Bo: Measure for Measure
The Ten plagues were all perpetrated against Pharaoh measure for measure. Blood, because they did not permit the daughters of Israel to observe ritual immersion. Frogs, because
while enslaving Israel, the Egyptians ordered them to bring them reptiles and creeping creatures. Lice, because they made the Jews clean the dirty streets… (Midrash Tanchumah, Va’eira #14).
The Midrash goes through the reason for each plague and how it was a direct cause for what the Egyptians had done to the Children of Israel.
Is the “measure for measure” simply a system of retribution for the evils committed by the Egyptians? ‘Here, you made My children tend to your fields? All of your vegetation will be destroyed by hail! You forced my children to heat up warm things for you? Your bodies will be covered with boils!’
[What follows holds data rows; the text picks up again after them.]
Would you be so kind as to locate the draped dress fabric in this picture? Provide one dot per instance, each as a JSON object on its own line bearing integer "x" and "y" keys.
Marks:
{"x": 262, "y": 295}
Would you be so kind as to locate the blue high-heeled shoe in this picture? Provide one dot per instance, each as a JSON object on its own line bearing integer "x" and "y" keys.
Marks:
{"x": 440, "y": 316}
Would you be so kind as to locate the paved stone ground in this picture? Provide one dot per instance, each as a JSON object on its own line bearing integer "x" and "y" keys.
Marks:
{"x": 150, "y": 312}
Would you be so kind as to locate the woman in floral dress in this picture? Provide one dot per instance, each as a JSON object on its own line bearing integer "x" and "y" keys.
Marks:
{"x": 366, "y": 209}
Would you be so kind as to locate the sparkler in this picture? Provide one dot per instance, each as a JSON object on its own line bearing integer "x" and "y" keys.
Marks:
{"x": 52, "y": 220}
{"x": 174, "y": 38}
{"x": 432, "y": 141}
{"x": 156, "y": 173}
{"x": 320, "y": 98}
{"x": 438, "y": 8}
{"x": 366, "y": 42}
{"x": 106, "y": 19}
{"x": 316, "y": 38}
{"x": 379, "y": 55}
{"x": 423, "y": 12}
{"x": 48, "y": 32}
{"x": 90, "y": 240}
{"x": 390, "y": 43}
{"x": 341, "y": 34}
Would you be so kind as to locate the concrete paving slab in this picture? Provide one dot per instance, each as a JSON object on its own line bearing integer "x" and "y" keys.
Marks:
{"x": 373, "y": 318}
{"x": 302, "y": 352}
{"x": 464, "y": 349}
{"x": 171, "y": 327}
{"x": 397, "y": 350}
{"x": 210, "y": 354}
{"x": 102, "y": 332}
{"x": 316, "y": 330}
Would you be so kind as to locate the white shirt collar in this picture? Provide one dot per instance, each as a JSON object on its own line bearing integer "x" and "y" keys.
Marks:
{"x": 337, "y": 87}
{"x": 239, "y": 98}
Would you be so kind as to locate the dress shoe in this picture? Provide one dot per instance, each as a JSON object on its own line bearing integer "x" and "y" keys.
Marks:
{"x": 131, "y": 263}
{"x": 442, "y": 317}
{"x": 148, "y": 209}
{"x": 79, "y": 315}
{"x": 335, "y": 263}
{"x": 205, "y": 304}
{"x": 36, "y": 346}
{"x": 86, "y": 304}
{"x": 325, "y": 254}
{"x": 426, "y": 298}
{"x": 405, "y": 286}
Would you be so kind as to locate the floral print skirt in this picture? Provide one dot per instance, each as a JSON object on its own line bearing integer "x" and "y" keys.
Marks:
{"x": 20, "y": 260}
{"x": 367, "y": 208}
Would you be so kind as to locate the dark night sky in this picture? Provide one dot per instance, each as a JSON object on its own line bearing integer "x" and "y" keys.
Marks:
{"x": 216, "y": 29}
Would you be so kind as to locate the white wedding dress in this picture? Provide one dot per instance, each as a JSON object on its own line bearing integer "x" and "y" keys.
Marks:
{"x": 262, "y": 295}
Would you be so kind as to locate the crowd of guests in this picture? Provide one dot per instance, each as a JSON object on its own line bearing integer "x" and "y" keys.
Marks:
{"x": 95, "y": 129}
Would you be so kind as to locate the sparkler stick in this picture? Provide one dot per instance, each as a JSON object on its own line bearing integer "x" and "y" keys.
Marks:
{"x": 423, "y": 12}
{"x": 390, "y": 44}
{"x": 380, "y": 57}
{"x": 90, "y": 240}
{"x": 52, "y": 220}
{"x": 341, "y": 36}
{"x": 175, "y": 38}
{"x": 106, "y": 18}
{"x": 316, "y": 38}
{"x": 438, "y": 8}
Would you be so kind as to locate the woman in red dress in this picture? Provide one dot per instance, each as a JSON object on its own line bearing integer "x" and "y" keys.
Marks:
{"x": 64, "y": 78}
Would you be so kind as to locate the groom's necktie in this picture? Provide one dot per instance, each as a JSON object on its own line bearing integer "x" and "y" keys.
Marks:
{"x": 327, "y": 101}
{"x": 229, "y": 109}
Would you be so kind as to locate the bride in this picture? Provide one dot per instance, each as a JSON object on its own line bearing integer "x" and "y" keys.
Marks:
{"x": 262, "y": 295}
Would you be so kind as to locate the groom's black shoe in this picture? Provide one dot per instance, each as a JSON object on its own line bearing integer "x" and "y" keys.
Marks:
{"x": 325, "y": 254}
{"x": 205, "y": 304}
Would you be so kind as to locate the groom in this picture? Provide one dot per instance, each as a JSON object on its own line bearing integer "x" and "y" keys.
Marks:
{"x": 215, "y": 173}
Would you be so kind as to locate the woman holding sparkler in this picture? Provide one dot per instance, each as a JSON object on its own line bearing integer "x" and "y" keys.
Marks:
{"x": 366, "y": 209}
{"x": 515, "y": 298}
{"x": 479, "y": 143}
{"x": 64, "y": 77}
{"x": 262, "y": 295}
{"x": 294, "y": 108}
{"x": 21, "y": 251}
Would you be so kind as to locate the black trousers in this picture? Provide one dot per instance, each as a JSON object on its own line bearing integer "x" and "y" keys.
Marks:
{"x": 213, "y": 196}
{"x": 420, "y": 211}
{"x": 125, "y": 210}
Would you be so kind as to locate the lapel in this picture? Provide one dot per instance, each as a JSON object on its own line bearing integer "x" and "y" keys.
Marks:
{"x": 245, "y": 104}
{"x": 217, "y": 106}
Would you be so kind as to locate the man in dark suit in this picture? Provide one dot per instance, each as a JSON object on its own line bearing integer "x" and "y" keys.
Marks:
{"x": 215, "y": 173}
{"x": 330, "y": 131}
What did this accomplish for the Jews? They witnessed miracle after miracle as their former oppressors were being punished for all the pain they had brought upon them.
But more than that; it is one thing for the suffering to cease. It is one thing to watch on as your tormentors are being crushed. It is one thing to start dreaming of a brighter future. But it is quite another thing to be able to slowly recover the parts of yourself that you thought were lost forever.
The “measure for measure” worked as a healing process for our ancestors. As God inflicted plague after plague as a consequence for what the Egyptians had done to the Children of Israel, they in turn were able to recognize in each separate plague the dignity they had lost, the tears they had shed, the wounds they had suffered. Each plague brought on its own cathartic experience, its own opportunity to rebuild.
And, instead of burying those memories under the ruins of their enemies’ destruction, they were able to transform them and make them a part of who they were becoming, as individuals and as a nation. This is why, at the Seder table, generations later, we are able to celebrate our freedom using symbols of our past enslavement.